Raymond Antrobus – Duas armas no céu para Daniel Harris

Quando Daniel Harris saiu do carro1,
o policial estava à espera. Arma erguida.

Uso o pretérito, embora seja irrelevante
na língua de Daniel, que é a dos sinais.

Sinais não têm futuro nem pretérito; é língua do presente.
Nunca se está mais presente do que quando uma arma

é apontada para você. Que língua expressa isso
se não a dos sinais? Mas o policial viu mãos

acenando no ar, disparou e Daniel largou
as mãos, o peito sangrando no concreto

a metros de sua casa. Estou no Breukelen Coffee House,
em Nova Iorque, lendo essa notícia no celular,

quando uma policial negra entra, duas armas
na cintura, meu amigo ao meu lado lendo

a seção de comentários: Black Lives Matter2.
Agora, o que poderíamos sinalizar ou dizer em voz alta

quando a última palavra que aprendi em ASL3 foi vivo?
Vivo — ambos os polegares apontando para a parte inferior do abdômen,

os indicadores apontando para cima, como duas armas no céu.

Trad.: Nelson Santander

N. do T.: 1. Raymond Antrobus, britânico nascido em Londres, em 1986, é um poeta com de deficiência auditiva. A trágica história real por trás deste poema pode ser lida nesse link (em inglês);

2. O movimento Black Lives Matter (BLM), traduzido como “Vidas Negras Importam”, é um movimento de ativismo civil que ganhou destaque nos Estados Unidos e em todo o mundo a partir de 2013. Surgiu como resposta à violência policial e ao tratamento discriminatório enfrentado por comunidades afro-americanas e negras, denunciando a brutalidade policial e promovendo a igualdade racial e justiça social.

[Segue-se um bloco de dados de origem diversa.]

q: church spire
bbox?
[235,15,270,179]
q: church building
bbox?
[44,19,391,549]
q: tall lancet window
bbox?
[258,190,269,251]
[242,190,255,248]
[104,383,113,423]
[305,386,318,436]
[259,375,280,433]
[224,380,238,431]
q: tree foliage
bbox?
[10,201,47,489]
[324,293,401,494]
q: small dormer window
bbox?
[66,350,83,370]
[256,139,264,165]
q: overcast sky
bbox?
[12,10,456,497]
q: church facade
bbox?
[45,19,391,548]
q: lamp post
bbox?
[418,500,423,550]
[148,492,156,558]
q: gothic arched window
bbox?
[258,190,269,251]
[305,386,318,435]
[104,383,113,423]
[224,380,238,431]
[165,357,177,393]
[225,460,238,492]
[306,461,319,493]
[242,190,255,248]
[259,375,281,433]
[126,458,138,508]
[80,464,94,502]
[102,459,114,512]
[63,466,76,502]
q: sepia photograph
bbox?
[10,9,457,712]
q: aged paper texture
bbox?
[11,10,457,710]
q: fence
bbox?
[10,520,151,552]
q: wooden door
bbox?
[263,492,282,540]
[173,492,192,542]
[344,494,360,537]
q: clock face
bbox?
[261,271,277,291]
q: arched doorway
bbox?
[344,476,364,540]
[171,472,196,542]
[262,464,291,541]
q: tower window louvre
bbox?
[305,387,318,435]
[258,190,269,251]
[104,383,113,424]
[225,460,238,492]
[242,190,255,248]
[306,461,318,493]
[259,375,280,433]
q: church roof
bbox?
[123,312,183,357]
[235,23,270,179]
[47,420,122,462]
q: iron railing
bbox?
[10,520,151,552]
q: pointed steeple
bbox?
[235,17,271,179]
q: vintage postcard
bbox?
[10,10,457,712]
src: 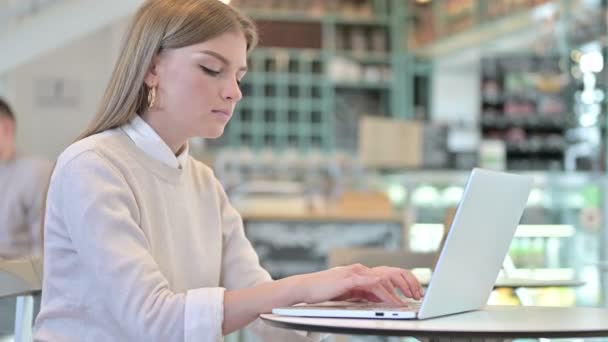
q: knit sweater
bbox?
[34,128,318,342]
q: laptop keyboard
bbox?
[345,302,422,311]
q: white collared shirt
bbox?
[120,115,189,169]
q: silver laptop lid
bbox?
[418,169,532,318]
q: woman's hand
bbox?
[293,264,422,306]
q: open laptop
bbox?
[272,169,532,319]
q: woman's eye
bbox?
[201,65,220,77]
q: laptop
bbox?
[272,168,532,319]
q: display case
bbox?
[378,171,606,306]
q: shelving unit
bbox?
[208,0,413,152]
[480,54,574,170]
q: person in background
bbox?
[35,0,421,342]
[0,98,51,259]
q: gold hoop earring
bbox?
[148,86,156,108]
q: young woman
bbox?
[35,0,421,341]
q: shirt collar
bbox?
[120,115,189,169]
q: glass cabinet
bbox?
[377,171,606,306]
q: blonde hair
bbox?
[77,0,258,140]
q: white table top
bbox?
[261,306,608,338]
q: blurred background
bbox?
[0,0,608,341]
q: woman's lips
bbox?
[211,110,232,119]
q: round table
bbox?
[261,306,608,340]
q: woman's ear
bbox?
[144,55,160,88]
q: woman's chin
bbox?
[201,127,224,139]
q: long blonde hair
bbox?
[77,0,258,140]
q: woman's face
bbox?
[146,32,247,145]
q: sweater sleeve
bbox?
[216,181,326,342]
[57,151,224,342]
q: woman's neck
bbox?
[141,111,187,156]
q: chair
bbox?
[0,258,42,342]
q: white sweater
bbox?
[0,156,51,259]
[34,123,318,342]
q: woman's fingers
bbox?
[394,272,417,299]
[401,270,424,300]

3. A American Sign Language (ASL), ou “Língua de Sinais Americana”, é uma língua visual-gestual utilizada pela comunidade surda nos Estados Unidos e em partes do Canadá. É uma linguagem completa e independente, com sua própria gramática e estrutura, e não é uma simples representação do inglês em sinais. A ASL é essencial para a comunicação das pessoas surdas e tem uma rica cultura e comunidade ligada a ela.

Mais do que uma leitura, uma experiência. Clique, compre e contribua para manter a poesia viva em nosso blog

Two Guns in the Sky for Daniel Harris

When Daniel Harris stepped out of his car
the policeman was waiting. Gun raised.

I use the past tense though this is irrelevant
in Daniel’s language, which is sign.

Sign has no future or past; it is a present language.
You are never more present than when a gun

is pointed at you. What language says this
if not sign? But the police officer saw hands

waving in the air, fired and Daniel dropped
his hands, his chest bleeding out onto concrete

metres from his home. I am in Breukelen Coffee House
in New York, reading this news on my phone,

when a black policewoman walks in, two guns
on her hips, my friend next to me reading

the comments section: Black Lives Matter.
Now what could we sign or say out loud

when the last word I learned in ASL was alive?
Alive — both thumbs pointing at your lower abdominal,

index fingers pointing up like two guns in the sky.